Poultry farming has become an expensive venture in the past couple of years with farmers unable to sell their products and the high cost pf production mostly incurred by the ever rising cost of feeds.
The venture continues to be dealt with its biggest challenge yet as eggs from neighbouring Uganda continue to flood the Kenyan market with many vendors buying this eggs on wholesale and later selling them to consumers at low cost.
Vendors say this eggs from Uganda are cheap hence why they opt for them and they have a higher profit return, a tray of eggs goes for as low Ksh.250 and a single eggs going for as little as Ksh.7 or Ksh.10.
This is highly being attributed to the very low cost of production in Uganda mostly by the low cost of feeds this definitely good news to Kenyan vendors and consumers.

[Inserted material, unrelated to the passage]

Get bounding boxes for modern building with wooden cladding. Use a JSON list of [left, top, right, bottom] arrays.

However the farmer continues to pay the price as they are left with lots of produce (eggs) with no market to sell to with some resulting to dispense away the eggs because the longer an egg is stored, the more its quality declines, making it less springy and more runny.
Some have opted to keep their eggs hoping for better days to come while some sell them online on social networks i.e. WhatsApp, Facebook and Twitter nearly at the price of Ugandan eggs just so they don’t have total loses making as low as Ksh.20 per tray
What now remains to be seen is what the government is/will do about the situation at the expense of farmers.